I loved this book so much I’m reading it slowly, cheating weeks into my one day one week paradise.
In his opening essay, ‘Imaginary Homelands’, Rushdie said, “It may be argued that the past is a country from which we have all emigrated, that its loss is part of our common humanity. Which seems to me self-evidently true; but I suggest that the writer who is out-of-country and even out-of-language may experience this loss in an intensified form. It is made more concrete for him by the physical fact of discontinuity, of his present being in a different place from his past, of his being ‘elsewhere’. This may enable him to speak properly and concretely on a subject of universal significance and appeal.”
The key is ‘may’. Because ‘a subject of universal significance and appeal’ can be easily translated into something as basic as loss, sadness, anger, love, and alienation. One does not need to be out-of-country or out-of-language to speak properly and concretely about this. What interests me most right now is the different interpretations of a concept of loss for an out-of-country and/or out-of-language person to in-country and/or in-language person.
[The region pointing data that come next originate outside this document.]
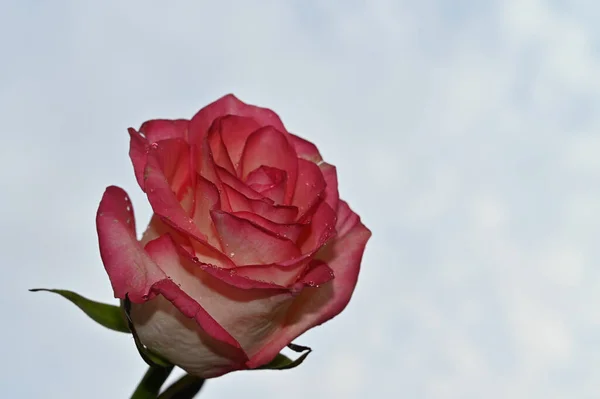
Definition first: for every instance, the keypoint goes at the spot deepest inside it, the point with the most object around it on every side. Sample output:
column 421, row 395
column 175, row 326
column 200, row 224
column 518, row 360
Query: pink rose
column 249, row 245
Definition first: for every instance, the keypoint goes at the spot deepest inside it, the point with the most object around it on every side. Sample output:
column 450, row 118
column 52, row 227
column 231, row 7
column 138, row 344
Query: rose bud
column 249, row 245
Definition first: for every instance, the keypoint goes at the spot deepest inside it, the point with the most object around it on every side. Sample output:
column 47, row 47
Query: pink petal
column 331, row 191
column 269, row 182
column 270, row 147
column 130, row 269
column 248, row 244
column 219, row 150
column 309, row 188
column 234, row 131
column 319, row 230
column 138, row 152
column 275, row 213
column 290, row 231
column 249, row 316
column 305, row 149
column 206, row 200
column 173, row 156
column 166, row 205
column 164, row 129
column 315, row 306
column 318, row 273
column 231, row 105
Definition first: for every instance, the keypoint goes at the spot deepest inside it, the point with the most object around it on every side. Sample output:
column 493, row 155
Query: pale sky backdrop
column 466, row 134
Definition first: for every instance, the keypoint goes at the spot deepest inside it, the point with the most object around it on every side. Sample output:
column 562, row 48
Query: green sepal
column 151, row 359
column 186, row 387
column 282, row 362
column 149, row 386
column 109, row 316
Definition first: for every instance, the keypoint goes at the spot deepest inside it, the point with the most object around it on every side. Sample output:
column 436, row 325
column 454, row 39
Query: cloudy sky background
column 466, row 134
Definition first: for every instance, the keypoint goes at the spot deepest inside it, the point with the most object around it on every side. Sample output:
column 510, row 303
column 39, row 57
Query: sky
column 465, row 133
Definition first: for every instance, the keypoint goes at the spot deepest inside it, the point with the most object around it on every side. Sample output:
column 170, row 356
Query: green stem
column 184, row 388
column 149, row 386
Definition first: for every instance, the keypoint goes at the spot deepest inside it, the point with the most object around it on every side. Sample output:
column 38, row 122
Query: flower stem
column 185, row 388
column 149, row 386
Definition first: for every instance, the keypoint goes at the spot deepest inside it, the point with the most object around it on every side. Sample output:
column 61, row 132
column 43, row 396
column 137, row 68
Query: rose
column 249, row 245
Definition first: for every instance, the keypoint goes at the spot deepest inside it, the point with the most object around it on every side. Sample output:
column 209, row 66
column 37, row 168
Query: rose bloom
column 249, row 245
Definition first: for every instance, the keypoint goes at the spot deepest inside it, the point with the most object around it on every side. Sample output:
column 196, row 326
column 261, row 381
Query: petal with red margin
column 138, row 152
column 309, row 189
column 331, row 191
column 173, row 156
column 234, row 131
column 305, row 149
column 315, row 306
column 206, row 200
column 290, row 231
column 231, row 105
column 166, row 205
column 219, row 150
column 318, row 273
column 249, row 315
column 248, row 244
column 270, row 147
column 276, row 213
column 319, row 230
column 269, row 182
column 131, row 271
column 162, row 129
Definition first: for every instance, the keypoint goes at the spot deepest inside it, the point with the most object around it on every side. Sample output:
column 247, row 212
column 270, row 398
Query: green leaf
column 282, row 362
column 151, row 359
column 149, row 386
column 184, row 388
column 109, row 316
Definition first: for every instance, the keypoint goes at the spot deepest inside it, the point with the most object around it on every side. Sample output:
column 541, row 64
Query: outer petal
column 167, row 206
column 315, row 306
column 138, row 152
column 309, row 189
column 163, row 129
column 234, row 131
column 305, row 149
column 248, row 315
column 270, row 147
column 247, row 244
column 332, row 196
column 275, row 213
column 231, row 105
column 130, row 269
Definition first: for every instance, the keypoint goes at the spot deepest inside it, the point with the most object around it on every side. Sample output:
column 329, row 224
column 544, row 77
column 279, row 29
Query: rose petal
column 234, row 131
column 319, row 230
column 290, row 231
column 219, row 150
column 231, row 105
column 331, row 190
column 248, row 244
column 173, row 156
column 305, row 149
column 309, row 188
column 276, row 213
column 317, row 274
column 315, row 306
column 138, row 152
column 249, row 315
column 162, row 129
column 166, row 205
column 269, row 147
column 130, row 270
column 269, row 182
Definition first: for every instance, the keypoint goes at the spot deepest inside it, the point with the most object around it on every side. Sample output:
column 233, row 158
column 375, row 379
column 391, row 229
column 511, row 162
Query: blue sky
column 466, row 136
Two weeks ago I participated in a creativity workshop where I was asked to write down my name on a piece of paper, and to use each letter in my name as the first letter of Indonesian nouns. I have to do this fast, without thinking, and the idea was to write down the first noun I could immediately think of. My mind went blank at the letter N, and it took me five minutes before I was able to come up with a proper word.
You are so busted, you in-country, out-of-language dude.